Khaled Hosseini was the plenary speaker at a conference I attended this past weekend. That sentence does not convey how excited I was to hear him speak about his latest book, And the Mountains Echoed, which I happened to be reading over the weekend. (I've been on the library's waiting list for months. It really was pure coincidence.)
He opened his talk by describing the plot in a single sentence: "the course of a life is altered and there are so many unforeseen consequences." It goes without saying, I think, that some of the consequences are positive and some are negative. At its heart, And the Mountains Echoed is the story of the separation of two siblings and the ways in which their lives diverge from the point of that separation. It is told in so many rich voices, not only of the siblings, but of so many other individuals whose paths they cross and whose lives are impacted, directly and indirectly and in ways both large and small. Speaking of his characters, Hosseini told his audience "I derived a lot of satisfaction and pleasure from creating these characters" and his love for them, even when they are not lovable, comes through in the writing. Yet, if there is a weakness, I would argue that it is the array of characters - that is, I rarely felt that a character's story was as fully fleshed out as I would have liked.
Although the subject matter is heavy - the reader knows from the first pages, if not simply from the name on the cover - that this will be a heartbreaking book at times, it is a pleasure to read. And the Mountains Echoed relies on many modes of storytelling - a fable at the beginning, an interview in a literary magazine, a letter written to a friend - that make for an engaging read. Hosseini said that these devices were partly out of necessity, as a way of spanning decades efficiently, "I had to find ways to advance the story that didn't feel laborious," and as such he labeled some of these devices tricks. Whatever you call them, they are the reader's friend.
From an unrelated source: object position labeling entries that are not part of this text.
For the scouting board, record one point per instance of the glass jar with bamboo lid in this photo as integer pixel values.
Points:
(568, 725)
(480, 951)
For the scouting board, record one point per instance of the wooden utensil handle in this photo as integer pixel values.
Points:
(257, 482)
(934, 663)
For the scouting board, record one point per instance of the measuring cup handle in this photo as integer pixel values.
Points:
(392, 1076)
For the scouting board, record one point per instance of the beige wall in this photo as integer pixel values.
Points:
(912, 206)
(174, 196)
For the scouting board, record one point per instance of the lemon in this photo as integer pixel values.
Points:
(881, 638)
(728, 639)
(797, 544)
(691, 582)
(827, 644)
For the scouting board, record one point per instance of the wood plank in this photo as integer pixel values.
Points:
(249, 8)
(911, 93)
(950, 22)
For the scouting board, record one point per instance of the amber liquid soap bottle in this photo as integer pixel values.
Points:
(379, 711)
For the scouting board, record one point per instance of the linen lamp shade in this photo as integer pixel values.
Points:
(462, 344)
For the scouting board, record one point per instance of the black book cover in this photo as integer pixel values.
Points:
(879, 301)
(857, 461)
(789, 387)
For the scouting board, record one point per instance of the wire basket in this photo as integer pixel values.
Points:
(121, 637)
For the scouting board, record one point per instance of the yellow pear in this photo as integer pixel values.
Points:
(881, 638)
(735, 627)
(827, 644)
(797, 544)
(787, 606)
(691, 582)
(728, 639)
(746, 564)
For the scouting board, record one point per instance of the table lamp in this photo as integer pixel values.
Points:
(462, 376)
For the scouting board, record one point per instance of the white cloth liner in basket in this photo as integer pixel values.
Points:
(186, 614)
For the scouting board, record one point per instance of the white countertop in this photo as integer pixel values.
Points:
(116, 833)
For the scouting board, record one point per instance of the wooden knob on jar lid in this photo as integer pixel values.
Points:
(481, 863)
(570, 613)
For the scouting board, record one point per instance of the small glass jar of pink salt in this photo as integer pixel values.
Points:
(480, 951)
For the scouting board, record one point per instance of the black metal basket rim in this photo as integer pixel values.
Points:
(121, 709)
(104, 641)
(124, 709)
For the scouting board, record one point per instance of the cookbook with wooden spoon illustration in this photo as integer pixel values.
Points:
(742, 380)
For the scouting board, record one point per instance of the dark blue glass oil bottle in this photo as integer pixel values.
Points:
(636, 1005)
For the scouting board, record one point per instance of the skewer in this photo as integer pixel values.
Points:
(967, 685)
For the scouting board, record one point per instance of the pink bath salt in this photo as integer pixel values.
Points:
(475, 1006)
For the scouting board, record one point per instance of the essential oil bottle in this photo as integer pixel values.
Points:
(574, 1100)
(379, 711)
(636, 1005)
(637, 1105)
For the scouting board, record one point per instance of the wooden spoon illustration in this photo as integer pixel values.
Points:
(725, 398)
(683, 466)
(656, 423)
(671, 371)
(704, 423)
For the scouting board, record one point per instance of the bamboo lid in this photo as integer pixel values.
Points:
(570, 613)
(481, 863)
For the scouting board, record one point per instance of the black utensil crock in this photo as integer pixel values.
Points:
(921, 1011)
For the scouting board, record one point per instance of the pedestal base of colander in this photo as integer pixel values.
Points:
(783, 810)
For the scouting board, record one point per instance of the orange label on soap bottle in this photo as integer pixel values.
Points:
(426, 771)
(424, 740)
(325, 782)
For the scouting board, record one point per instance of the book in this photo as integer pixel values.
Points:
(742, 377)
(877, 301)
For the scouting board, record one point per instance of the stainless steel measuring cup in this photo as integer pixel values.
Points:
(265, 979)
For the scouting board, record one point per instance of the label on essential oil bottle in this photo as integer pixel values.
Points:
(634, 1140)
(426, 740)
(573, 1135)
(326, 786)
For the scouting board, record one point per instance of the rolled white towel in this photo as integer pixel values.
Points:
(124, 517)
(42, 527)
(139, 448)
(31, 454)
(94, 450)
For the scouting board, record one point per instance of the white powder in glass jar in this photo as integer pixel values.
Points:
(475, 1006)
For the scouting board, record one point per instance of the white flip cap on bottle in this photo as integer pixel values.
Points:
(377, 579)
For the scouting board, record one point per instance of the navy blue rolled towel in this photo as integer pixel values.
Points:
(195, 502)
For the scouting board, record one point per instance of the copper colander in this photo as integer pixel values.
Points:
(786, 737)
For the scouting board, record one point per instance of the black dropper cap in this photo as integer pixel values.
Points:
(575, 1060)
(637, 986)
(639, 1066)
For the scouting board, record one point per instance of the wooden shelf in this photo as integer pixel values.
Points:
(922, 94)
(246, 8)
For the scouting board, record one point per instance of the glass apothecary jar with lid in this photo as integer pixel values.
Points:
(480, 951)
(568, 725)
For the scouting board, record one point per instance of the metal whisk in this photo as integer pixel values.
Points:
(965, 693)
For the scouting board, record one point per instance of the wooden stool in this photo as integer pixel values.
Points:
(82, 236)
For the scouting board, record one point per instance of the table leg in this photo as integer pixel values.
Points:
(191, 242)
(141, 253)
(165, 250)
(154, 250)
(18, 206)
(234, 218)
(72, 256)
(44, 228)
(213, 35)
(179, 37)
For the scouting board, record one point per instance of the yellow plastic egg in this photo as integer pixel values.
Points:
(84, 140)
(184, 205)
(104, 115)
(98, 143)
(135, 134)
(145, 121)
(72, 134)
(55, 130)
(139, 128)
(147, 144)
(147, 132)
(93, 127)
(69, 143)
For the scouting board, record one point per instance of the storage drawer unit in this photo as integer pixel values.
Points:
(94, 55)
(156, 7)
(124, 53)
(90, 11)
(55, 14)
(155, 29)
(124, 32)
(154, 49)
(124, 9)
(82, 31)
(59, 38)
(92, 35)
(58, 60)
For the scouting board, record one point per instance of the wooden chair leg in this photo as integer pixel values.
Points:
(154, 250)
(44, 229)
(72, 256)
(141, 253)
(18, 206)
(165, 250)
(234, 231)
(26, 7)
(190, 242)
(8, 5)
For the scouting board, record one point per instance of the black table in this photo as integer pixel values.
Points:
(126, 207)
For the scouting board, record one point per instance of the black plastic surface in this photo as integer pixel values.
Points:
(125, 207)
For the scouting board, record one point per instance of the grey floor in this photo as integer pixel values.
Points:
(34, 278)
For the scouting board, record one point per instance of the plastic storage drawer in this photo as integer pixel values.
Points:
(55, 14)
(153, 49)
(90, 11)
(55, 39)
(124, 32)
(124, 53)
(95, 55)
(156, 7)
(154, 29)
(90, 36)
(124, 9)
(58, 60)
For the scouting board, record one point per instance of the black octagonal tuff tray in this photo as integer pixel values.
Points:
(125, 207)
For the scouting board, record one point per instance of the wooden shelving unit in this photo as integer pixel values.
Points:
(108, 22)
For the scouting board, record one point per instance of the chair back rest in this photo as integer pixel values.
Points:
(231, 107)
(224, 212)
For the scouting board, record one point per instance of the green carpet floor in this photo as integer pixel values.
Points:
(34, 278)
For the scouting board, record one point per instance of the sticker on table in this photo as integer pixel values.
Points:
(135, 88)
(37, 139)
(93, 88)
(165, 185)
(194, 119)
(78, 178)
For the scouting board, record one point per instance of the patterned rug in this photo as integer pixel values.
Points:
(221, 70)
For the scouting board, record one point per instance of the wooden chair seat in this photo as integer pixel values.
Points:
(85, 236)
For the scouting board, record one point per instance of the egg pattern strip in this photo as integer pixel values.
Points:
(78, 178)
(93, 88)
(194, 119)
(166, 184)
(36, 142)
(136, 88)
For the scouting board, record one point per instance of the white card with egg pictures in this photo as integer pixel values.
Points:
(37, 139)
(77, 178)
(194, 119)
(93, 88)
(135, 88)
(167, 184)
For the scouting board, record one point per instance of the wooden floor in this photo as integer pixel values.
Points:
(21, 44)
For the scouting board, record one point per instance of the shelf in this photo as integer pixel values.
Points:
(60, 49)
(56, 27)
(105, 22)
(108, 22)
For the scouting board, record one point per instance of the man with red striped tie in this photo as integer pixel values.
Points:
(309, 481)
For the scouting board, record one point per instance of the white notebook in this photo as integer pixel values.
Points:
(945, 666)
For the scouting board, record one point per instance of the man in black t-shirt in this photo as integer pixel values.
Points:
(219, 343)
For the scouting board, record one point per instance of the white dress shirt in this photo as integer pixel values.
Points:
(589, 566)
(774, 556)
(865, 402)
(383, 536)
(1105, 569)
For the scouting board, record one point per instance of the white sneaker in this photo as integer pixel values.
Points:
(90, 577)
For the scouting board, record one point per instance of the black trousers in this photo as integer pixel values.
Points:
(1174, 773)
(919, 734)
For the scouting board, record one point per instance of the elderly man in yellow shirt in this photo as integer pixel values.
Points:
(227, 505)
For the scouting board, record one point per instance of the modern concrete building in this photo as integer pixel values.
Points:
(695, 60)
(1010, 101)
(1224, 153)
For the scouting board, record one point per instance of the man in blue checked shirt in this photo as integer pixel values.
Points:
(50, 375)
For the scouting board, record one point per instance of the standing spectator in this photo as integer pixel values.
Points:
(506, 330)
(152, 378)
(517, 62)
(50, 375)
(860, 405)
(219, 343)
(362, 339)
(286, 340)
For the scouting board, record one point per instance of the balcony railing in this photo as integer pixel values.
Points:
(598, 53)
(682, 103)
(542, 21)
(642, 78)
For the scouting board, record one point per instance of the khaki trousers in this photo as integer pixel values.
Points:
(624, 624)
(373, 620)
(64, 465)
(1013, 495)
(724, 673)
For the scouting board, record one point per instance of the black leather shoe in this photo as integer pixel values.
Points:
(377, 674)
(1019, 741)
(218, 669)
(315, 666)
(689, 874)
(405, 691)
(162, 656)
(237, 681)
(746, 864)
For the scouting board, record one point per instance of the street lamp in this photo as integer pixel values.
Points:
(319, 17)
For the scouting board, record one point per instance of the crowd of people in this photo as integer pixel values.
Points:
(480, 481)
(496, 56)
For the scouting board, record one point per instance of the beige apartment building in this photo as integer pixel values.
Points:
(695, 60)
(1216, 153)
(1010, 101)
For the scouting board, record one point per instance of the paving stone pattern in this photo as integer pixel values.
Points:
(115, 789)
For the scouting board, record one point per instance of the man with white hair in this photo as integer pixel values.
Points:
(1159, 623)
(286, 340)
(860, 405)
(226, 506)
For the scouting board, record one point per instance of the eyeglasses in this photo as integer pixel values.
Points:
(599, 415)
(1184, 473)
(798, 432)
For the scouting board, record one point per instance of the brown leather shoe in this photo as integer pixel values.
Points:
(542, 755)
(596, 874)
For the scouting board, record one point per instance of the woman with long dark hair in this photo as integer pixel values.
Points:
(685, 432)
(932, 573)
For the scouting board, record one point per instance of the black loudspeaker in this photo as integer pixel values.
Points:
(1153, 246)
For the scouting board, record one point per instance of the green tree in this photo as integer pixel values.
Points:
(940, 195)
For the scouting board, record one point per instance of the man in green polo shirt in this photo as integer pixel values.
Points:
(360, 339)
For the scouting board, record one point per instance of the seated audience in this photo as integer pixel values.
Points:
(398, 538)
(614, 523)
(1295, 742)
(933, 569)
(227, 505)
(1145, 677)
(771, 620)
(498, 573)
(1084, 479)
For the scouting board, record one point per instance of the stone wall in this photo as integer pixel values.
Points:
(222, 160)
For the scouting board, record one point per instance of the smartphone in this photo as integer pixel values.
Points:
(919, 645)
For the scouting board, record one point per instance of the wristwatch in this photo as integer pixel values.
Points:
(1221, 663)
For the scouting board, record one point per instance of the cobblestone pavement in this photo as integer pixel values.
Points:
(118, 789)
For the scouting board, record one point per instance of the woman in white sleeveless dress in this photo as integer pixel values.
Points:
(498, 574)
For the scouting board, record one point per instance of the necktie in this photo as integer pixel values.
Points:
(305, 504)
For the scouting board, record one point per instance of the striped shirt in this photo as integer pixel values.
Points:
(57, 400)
Hosseini said that And the Mountains Echoed is the book he is proudest of, that he worked harder on it than on the previous two. I certainly found it the best. As I read, I found myself flipping back, re-reading chapters or pieces of chapters, pausing to think about the characters and, certainly, about chance and choice and the many ways in which the course of a life is altered, one path taken and another forgone, and how the consequences of such divergences cascade down through the decades, gently shaping sop many lives along the way.